Eine Aufgabe lautet sinngemäß „Du kaufst dir jeden Monat ein Glücklos […]. Berechne die Wahrscheinlichkeit…“
Die Antwort eines Schülers: „Teilnahmebedingung ab 18. Heißt, rechtlich gesehen, verboten. Gewinnwahrscheinlichkeit 0%.“
Ich finde es absurd witzig, denn es spricht für vernetztes Denken out-of-the-box – aber die Internetcommunity ist in Schuldingen ja streitbar. Schreibt gerne in die Kommentare, wie ihr das bewertet hättet.
Prüfungshighlight 2
In den Vokabeltests fragt meine Co manchmal nicht nur Vokabeln, sondern auch einfache Sätze ab: „Marie geht aus dem Haus. Mustafa hat mit Jeremy ein Bild gemalt. Die Katze jagt eine Maus.“
Letztes übersetzte einer meiner besonders naseweisen Schüler mit: „Tom und Jerry“.
Und als wäre das nicht schon absurd genug, schrieb ein weiteres Kind der Tischgruppe diese Lösung einfach ab.
Auch hier die Einladung: Wie würdet ihr das bewerten? Ich habe jedenfalls laut gelacht – und darum geht es ja in diesem Artikel.
Wochenabschluss mit einem fiktiven Mord
Die letzte halbes Stunde einer langen habe ich mit meiner Klasse eine BlackStory (Amazon-Link) gespielt. Das Prinzip ist: Ich erzähle eine absurde, gruselige Situation („Zwei Männer liegen nackt und tot auf einer Wiese“) und die Zuhörer müssen über Ja-Nein-Fragen herausfinden, was geschehen ist („Liegt da eine Waffe in ihrer Nähe?“ „Nein.“).
Ich verschärfe das Spiel gerne, indem ich meiner Klasse weitere Regeln aufdrücke und gegen sie spiele:
Erstens haben Sie 30 Leben. Jedes mal, wenn ich eine Frage mit „Nein“ beantworte, ist ein Leben weg. Sind alle Leben weg, haben sie verloren.
Zweitens spielen sie gegen die Uhr: Ist die Stunde rum und sie haben die Lösung nicht, haben sie verloren.
Und worum geht’s? Auch da bin ich gemein: Verliert die Klasse, bekommt sie nächste Woche Hofdienst aufgebrummt.

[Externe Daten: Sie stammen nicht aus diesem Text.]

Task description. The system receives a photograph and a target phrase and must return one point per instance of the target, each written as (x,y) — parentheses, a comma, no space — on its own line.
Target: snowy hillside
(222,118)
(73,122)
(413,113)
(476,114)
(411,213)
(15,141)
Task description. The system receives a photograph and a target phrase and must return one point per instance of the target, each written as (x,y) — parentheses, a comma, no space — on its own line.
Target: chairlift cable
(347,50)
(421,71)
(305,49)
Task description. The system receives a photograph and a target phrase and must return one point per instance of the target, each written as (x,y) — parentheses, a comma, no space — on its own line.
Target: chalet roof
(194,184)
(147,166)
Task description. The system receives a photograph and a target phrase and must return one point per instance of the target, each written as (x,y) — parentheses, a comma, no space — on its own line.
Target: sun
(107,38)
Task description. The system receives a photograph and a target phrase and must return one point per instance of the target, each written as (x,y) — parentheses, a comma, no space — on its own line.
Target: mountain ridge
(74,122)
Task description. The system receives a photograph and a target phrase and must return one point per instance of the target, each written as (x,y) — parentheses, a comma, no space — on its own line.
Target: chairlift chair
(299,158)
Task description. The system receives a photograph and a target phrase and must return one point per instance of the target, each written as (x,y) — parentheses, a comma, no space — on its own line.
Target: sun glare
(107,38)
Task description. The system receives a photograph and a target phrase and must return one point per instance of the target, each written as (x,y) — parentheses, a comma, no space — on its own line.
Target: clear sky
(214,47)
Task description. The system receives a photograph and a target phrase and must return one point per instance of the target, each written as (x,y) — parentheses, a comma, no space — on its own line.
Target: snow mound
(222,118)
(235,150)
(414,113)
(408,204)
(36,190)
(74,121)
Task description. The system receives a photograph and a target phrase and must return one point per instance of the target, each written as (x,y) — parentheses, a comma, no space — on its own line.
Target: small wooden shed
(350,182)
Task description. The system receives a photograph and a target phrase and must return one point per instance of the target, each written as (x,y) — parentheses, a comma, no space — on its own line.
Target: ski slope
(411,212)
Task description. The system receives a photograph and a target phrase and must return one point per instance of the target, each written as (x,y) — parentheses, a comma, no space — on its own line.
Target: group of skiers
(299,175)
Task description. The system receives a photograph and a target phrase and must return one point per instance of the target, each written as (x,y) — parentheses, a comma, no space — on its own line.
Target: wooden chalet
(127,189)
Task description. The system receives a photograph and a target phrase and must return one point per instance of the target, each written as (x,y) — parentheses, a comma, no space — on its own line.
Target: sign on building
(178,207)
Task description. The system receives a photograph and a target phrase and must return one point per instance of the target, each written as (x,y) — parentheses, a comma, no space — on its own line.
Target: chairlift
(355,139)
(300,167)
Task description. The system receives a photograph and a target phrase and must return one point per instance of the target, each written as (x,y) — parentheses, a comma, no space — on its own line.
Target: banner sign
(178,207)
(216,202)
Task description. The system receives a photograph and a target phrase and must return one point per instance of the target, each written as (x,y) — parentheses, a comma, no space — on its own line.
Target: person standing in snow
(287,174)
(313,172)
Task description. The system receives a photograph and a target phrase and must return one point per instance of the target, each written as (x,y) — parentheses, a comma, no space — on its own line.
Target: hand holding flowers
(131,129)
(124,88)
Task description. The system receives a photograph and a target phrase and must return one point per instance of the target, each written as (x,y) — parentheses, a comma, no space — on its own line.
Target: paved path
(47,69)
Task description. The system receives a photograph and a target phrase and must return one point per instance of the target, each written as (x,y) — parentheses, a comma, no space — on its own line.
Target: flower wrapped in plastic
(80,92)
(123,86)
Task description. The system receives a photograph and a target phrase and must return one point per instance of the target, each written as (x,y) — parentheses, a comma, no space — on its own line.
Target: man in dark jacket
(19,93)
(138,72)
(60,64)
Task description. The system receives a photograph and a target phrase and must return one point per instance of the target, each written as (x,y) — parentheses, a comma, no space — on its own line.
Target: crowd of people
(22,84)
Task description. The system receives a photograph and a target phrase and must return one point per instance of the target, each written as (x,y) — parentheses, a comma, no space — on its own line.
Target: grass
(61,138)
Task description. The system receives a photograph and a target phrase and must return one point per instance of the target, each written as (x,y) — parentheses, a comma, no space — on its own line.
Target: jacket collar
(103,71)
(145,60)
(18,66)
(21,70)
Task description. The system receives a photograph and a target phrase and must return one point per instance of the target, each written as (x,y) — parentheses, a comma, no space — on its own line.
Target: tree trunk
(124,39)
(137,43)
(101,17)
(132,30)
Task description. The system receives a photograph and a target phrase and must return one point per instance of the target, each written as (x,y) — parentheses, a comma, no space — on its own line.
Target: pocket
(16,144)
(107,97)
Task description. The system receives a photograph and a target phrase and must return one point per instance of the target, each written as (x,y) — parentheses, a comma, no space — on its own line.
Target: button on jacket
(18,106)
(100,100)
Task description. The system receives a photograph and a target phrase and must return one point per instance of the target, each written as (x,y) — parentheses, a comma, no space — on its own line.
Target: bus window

Gewinnt sie dagegen, muss ich nächste Woche Kekse mitbringen.
Alten Hasen ist natürlich klar, wie das Ganze ausgeht: Ich gebe mich siegesgewiss, unfair und hämisch. Der Ablauf der Fragen ist dabei möglichst spannend und dramatisch, die Leben werden immer weniger, dann die richtige Idee in der letzten Minute, hektisches Fragen bis zum Schluss und dramatische Auflösung mit dem Gong. Überschwänglicher Jubel. Ich verliere. (Vom Hochstatus in den Tiefstatus, für alle Theraterpädagogen). Wochenende.
tl;dr: Highlights ohne Ende
Oft genug reibe ich mich an den kräftezehrenden Dingen auf, die ich gedanklich mit ins Bett nehme und die mich nachts nicht schlafen lassen (obwohl ich besser werde). Viel zu oft gehen dabei die Highlights verloren. Die Sternstunden. Schallendes Gelächter. Tief empfundene Liebe und Wertschätzung für meine Kinder. Unbändiger Stolz auf erbrachte Leistungen.
Es hilft mir, diese Situationen aufzuschreiben – auf das sie sich tiefer im Gedächtnis verankern, als all der Frust und Ärger, an den ich mich doch schon in wenigen Wochen nicht mehr erinnern kann.